Strona:PL Reymont-Ziemia obiecana. T. 2 154.jpg

Z Wikiźródeł, wolnej biblioteki
Ta strona została uwierzytelniona.

Szaja patrzył przez okno na park zalany słońcem i na trawniki skrzące się jak krwawnikami, kwiatami tulipanów.
Stanisław z rękami w kieszeni chodził i pogwizdywał.
— To było wszystko do ciebie, Stanisław — rzekł stary, siadając przy biurku, stojącem na środku pokoju.
— Być może; ale to go kosztuje piętnaście rubli i ze dwa miesiące kozy.
Uśmiechnął się ironicznie i włożył binokle, bo woźny meldował Horna, na którego nareszcie przyszła kolej.
Horn ukłonił się i w milczeniu wytrzymał przenikliwe spojrzenie Szai.
— Od dzisiaj będziesz pan u nas. Müller dawał mi dobre referencye, dajemy panu miejsce. Pan umie po angielsku?
— Prowadziłem w tym języku korespondencyę w firmie Bucholc.
— Będziesz pan to samo robił z początku u nas, później użyjemy pana do czego innego. Pierwszy miesiąc na próbę... co?
— Ale i owszem, zgadzam się — powiedział szybko, dotknięty tą zapowiedzią całomiesięcznej pracy za darmo.

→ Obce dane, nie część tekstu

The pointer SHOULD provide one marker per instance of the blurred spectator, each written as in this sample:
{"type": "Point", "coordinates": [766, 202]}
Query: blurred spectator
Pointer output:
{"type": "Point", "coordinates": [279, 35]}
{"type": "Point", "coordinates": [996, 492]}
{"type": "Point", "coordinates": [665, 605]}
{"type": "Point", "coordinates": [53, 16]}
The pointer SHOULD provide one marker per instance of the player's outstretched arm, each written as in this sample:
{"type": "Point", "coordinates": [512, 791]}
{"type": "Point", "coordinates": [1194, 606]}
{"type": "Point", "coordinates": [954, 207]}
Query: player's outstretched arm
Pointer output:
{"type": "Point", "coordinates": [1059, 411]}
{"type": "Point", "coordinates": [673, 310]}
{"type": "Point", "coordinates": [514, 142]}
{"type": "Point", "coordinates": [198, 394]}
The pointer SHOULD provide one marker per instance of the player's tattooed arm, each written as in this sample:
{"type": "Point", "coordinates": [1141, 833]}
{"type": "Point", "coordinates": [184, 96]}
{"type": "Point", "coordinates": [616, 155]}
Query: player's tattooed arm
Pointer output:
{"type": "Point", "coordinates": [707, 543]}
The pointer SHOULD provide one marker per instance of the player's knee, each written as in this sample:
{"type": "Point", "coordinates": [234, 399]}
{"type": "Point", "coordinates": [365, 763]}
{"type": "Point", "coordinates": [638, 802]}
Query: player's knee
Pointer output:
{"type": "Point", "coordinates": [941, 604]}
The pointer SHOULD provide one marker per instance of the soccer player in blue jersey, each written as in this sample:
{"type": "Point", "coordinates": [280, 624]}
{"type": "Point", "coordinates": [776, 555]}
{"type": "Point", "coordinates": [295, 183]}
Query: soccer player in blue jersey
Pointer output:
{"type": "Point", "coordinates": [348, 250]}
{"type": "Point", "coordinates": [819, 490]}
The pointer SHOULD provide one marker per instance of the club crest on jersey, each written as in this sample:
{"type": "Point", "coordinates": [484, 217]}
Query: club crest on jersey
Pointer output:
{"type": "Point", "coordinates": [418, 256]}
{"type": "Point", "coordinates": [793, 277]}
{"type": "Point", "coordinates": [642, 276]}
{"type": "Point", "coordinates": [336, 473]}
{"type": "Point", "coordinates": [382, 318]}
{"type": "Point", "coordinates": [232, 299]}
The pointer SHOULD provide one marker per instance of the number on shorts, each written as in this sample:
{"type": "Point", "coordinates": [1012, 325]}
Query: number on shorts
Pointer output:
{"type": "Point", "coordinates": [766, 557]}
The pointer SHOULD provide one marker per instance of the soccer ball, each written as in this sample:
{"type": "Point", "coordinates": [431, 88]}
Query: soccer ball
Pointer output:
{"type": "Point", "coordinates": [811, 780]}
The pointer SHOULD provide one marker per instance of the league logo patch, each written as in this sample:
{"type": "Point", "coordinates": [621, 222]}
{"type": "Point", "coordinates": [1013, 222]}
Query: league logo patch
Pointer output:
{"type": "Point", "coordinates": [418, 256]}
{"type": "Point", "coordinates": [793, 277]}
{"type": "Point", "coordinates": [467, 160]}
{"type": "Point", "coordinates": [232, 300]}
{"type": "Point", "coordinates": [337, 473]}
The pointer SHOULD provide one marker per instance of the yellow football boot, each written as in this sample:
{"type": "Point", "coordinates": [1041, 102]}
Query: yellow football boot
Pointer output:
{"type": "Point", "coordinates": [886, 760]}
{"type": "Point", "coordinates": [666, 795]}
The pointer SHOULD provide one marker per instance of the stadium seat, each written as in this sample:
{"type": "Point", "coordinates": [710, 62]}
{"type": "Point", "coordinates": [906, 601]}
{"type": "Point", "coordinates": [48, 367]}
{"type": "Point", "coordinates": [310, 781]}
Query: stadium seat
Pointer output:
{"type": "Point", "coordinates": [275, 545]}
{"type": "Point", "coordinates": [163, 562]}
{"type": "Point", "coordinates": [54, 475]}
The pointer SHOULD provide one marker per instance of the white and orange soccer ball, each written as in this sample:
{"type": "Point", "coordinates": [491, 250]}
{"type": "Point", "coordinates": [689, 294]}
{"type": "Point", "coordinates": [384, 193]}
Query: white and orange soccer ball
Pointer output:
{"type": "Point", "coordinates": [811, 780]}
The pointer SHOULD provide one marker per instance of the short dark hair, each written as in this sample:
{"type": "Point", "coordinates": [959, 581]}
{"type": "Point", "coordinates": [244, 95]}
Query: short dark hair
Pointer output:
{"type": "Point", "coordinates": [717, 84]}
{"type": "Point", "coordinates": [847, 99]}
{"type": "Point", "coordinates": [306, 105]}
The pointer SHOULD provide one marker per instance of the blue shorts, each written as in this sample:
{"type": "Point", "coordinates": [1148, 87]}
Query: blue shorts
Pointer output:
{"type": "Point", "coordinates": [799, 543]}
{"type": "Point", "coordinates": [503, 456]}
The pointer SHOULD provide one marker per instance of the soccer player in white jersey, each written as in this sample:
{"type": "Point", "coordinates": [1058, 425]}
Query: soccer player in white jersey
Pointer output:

— Pozostań pan, porozmawiamy trochę, ja znam firmę pańskiego ojca.
Ale rozmowę przerwał im Wysocki, który od kilku miesięcy był u Szai fabrycznym doktorem, wpadł jak zwykle pospiesznie i odrazu przystąpił do interesu.
— Niech doktór siada, bardzo proszę — zaczął stary.
Ale Stanisław uprzedził go i usiadł sam, a więcej krzeseł nie było w gabinecie.